Manifestations pour la justice raciale suite à la mort de George Floyd lors d'un violent affrontement avec la police dans le Minnesota. Centre de Washington, DC, États-Unis, 3 juin 2020. © Amnesty International (Photo: Alli Jarrar)

Quatre ONG pour un traité sur le commerce des armes

Ce matin, 72 heures avant le début des négociations historiques en vue d’un Traité sur le commerce international des armes (TCA), quatre ONG luxembourgeoises (Amnesty International, la Caritas, la Croix-Rouge luxembourgeoise et Handicap International) ont organisé une conférence de presse commune pour faire part de leurs attentes concernant le Traité sur le commerce des armes et exprimer leur espoir que ce traité fasse réellement une différence sur le terrain. Les quatre ONG saluent les efforts du gouvernement luxembourgeois en la matière et l’appellent à mettre tout en œuvre pour éviter que le texte du traité ne soit affaibli. Cet appel s’inscrit également dans la perspective de la cohérence des politiques pour le développement, un principe inscrit dans la loi luxembourgeoise et les traités européens. Les dernières informations reçues par les ONG indiquent qu’une position commune forte de la communauté internationale sur le projet de traité semble possible. Initié en 1997 par plusieurs lauréats du Prix Nobel de la Paix, le Traité sur le commerce des armes sera peut-être adopté d’ici au 27 juillet.

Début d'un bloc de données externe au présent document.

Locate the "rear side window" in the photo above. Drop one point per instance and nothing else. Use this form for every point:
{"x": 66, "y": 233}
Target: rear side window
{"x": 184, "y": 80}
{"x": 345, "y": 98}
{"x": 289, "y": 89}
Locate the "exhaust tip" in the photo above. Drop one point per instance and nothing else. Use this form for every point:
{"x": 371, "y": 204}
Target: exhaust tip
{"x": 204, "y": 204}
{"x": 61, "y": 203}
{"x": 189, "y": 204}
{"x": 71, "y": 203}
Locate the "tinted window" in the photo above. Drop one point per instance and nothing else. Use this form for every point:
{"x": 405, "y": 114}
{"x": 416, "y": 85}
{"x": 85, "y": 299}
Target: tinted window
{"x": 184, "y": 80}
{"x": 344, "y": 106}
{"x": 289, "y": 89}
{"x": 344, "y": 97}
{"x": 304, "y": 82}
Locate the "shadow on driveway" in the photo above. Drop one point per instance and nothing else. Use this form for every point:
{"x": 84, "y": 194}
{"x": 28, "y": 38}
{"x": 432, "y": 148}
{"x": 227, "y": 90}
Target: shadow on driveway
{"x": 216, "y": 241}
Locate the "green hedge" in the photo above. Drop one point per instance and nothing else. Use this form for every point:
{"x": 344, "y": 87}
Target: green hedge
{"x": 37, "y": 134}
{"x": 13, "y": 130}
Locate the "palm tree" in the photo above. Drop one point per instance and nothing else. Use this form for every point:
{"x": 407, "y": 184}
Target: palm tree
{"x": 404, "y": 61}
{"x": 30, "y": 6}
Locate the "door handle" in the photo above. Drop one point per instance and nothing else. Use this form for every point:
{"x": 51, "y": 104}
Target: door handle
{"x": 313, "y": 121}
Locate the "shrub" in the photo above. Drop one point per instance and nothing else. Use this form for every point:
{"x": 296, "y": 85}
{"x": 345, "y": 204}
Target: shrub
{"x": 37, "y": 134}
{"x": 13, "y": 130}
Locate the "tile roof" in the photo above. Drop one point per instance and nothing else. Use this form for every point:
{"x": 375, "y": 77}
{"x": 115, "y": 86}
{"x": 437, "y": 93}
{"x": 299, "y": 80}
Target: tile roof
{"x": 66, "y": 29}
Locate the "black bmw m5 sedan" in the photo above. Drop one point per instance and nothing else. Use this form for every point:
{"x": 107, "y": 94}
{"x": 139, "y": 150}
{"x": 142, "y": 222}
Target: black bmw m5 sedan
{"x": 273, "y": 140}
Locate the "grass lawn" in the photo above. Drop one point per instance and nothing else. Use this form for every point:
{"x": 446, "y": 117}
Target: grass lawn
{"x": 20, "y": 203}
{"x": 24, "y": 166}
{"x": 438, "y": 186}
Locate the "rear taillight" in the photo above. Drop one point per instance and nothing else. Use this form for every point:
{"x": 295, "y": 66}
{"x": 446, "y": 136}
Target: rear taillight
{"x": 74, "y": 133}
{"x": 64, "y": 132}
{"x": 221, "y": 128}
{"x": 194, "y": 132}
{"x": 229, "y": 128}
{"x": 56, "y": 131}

Chaque année, plus de 500.000 personnes meurent dans le monde suite à l’utilisation d’une arme, soit plus d’une personne chaque minute. Chaque année, les producteurs d’armes vendent l’équivalent de deux munitions par habitant de la planète ainsi que 8 millions d’armes à feu, alors que 875 millions de ces mêmes armes sont déjà en circulation. Le commerce sauvage des armes alimente la violence armée généralisée, les crises humanitaires et l’interruption de tout processus de développement. Selon un rapport produit en 2007 par trois ONG (Oxfam International, le Réseau d’action internationale sur les armes légères et Saferworld), le coût des conflits armés en Afrique depuis 1990 équivalait à l’ensemble de l’aide internationale durant la même période (soit 284 milliard de dollars US). En moyenne, un conflit armé réduit de 15% l’économie d’un pays africain et coûte 18 milliards par an aux économies africaines. Les conflits au Burundi et au Rwanda ont réduit le produit national brut de ces pays de respectivement 37% et 32%.

Selon des informations d’Amnesty International, les cinq membres permanents du Conseil de Sécurité des Nations Unies (Etats-Unis, Russie, Royaume-Uni, Chine, France) et l’Allemagne totalisent à eux seuls 74% des exportations d’armes dans le monde. En outre, la Chine et la Russie sont responsables d’exportations d’armes à destination de deux gouvernements qui violent de manière flagrante les droits humains et le droit international humanitaire (Syrie et Soudan). Un autre rapport récent de l’organisation indique que l’Afrique du Sud, la Chine, l’Egypte, les Etats-Unis, la France et l’Ukraine continuent à exporter des armes vers la République démocratique du Congo (RDC), et ce en dépit de violations graves des droits humains et du droit humanitaire commises tant par les forces de sécurité congolaises que par les groupes armés. Enfin, des partenaires proches du Luxembourg (Allemagne, Autriche, Belgique, Bulgarie, États-Unis, France, Italie, République tchèque, Royaume-Uni et Russie), figurent parmi les principaux fournisseurs d’armes aux régimes ayant réprimé le « printemps arabe ».

Un traité fort en matière de droits humains et de droit international humanitaire pourrait sauver des milliers de vies et prévenir un appauvrissement de pays déjà fragiles. Afin qu’il protège efficacement les droits et les vies des personnes, les ONG demandent donc qu’une règle d’or soit au cœur de tout accord. Cette règle exigerait que l’ensemble des États mènent des évaluations au cas par cas du risque posé par tout transfert d’armes international envisagé, afin de le bloquer s’il existe un risque important que ces armes soient utilisées pour commettre des violations du droit international humanitaire ou des droits humains. Les quatre ONG encouragent en outre les parlementaires et le gouvernement luxembourgeois à entamer un travail de fond concernant une régulation des investissements financiers dans l’industrie de l’armement.